One reason for inadequate funding for heath is that government efforts to increase domestic funding of health services has been jeopardised by unviable debt burdens. Over the past three decades, ESA countries paid an average US$14 per capita annually in debt servicing, which in many countries is more than their average per capita spending on health. Cancelling debt is not simply a moral issue: By 2002 debt repayments from Africa had reached about four times the original 1980 debt, with a net outflow by 2000 of US$6.2 billion. The 2005 G8 summit setup the Heavily Indebted Poor Countries (HIPC) initiative with a commitment to cancel 100% of outstanding multilateral debts of eligible HIPCs, with some implementation in 26 eligible countries in Africa. However this is not yet debt cancellation, and although Africa’s debt stock has fallen, total debt service obligations remained unchanged in 2006 due to rising interest rates and the debt burden continues to seriously constrain social spending. Cancelling all debt servicing obligations still remains an urgent message for those campaigning for the Abuja commitment.
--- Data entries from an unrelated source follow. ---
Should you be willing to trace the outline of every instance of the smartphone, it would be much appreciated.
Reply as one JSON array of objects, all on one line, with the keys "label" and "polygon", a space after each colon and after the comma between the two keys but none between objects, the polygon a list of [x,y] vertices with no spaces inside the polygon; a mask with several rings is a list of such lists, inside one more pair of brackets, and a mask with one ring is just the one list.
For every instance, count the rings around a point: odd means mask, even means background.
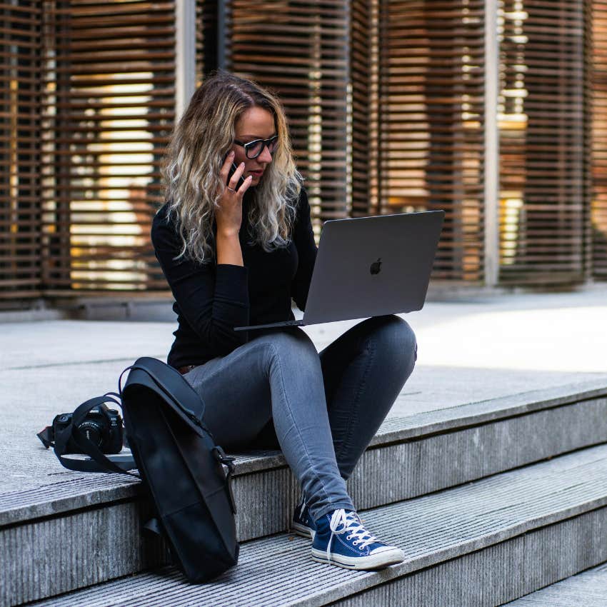
[{"label": "smartphone", "polygon": [[[233,162],[232,163],[232,168],[230,169],[230,172],[228,174],[228,181],[227,181],[227,183],[226,184],[226,186],[230,185],[230,179],[232,179],[232,175],[234,174],[234,171],[236,170],[236,169],[238,169],[238,165],[235,162]],[[238,184],[236,184],[236,186],[234,188],[234,189],[237,190],[244,183],[244,179],[243,179],[242,175],[241,175],[240,179],[239,179],[239,182],[238,182]]]}]

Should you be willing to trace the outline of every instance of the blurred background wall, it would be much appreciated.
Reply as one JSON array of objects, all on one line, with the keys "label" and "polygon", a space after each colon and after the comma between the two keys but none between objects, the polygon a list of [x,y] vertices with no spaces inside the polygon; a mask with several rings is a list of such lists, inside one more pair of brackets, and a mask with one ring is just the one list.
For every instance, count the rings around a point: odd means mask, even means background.
[{"label": "blurred background wall", "polygon": [[0,1],[0,308],[166,292],[164,148],[218,66],[324,220],[442,209],[434,283],[607,280],[607,1]]}]

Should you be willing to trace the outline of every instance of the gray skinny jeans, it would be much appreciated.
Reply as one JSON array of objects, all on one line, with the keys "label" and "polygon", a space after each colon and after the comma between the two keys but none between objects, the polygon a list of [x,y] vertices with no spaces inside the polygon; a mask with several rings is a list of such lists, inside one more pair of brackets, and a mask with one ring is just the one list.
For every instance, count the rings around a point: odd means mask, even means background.
[{"label": "gray skinny jeans", "polygon": [[398,316],[376,316],[320,353],[299,327],[250,335],[184,376],[215,441],[231,451],[279,446],[314,520],[354,510],[346,480],[413,371],[413,331]]}]

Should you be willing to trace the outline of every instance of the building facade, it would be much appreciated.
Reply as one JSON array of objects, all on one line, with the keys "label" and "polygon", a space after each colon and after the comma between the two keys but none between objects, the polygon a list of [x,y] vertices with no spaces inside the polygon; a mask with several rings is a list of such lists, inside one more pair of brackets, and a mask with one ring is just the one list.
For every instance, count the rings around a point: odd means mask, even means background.
[{"label": "building facade", "polygon": [[196,86],[275,90],[319,235],[441,209],[433,280],[607,280],[607,1],[0,2],[0,308],[164,292],[149,240]]}]

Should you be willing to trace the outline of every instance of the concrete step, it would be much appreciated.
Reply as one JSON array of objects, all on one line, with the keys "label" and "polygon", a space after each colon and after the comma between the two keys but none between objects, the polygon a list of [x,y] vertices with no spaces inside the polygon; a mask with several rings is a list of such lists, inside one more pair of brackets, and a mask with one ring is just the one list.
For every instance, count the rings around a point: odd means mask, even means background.
[{"label": "concrete step", "polygon": [[[494,398],[388,419],[349,488],[359,510],[372,508],[606,441],[604,383]],[[51,596],[166,562],[160,543],[141,535],[149,505],[139,497],[138,481],[71,472],[52,454],[41,456],[47,476],[39,464],[36,471],[21,462],[29,487],[0,492],[0,565],[6,572],[0,604]],[[241,541],[286,531],[299,498],[278,452],[239,456],[234,493]]]},{"label": "concrete step", "polygon": [[238,566],[211,583],[191,585],[165,567],[35,604],[501,605],[607,560],[607,446],[363,518],[403,549],[404,563],[346,571],[312,561],[309,541],[279,534],[244,544]]},{"label": "concrete step", "polygon": [[517,598],[503,607],[605,607],[607,563]]}]

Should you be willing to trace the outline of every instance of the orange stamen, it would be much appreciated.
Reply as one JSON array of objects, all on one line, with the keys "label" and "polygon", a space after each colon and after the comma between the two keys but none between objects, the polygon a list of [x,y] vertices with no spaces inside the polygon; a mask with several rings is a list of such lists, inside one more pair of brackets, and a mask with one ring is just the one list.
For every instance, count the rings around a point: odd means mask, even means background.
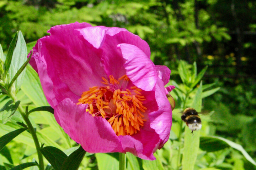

Raising domestic resources for health is also limited by the significant net outflow of resources from Africa. Outflows through areas such as worsening terms of trade, outflows of skilled health workers, private finance outflows, or the depletion of natural sources, have left African in a position of net resource outflows. One form of reverse flow to health is through overseas development aid (ODA). Yet OECD countries have been slow to meet the commitment they made to contribute 0.7% of their GNP as ODA. A recent analysis of aid suggests that excluding debt relief for Nigeria, real levels of aid to sub-Saharan Africa rose by only 2% in 2006. Average contributions of 0.3% of GNP to ODA from OECD countries remained well below the 0.7% pledge, with only Sweden, Luxembourg, Norway, the Netherlands and Denmark meeting this in 2006. It is not only some African governments that are failing to meet their commitments. High income countries are, with some exceptions, also not meeting their agreed aid targets.

Meeting the Abuja promise is thus not just a call within Africa to meet the 15% target, but a call globally to cancel debt and meet the 0.7% target for ODA. Activism on the Abuja deceleration should thus be clear on all three fronts:

- African countries to mobilise domestic resources for health (15% now);

- unencumbered by debt servicing (Debt cancellation now); and

- supported by ODA (0.7% GNP to ODA now)!

*Rene Loewenson is the EQUINET Programme Manager and Di McIntyre is a Professor in the School of Public Health and Family Medicine at the University of Cape Town.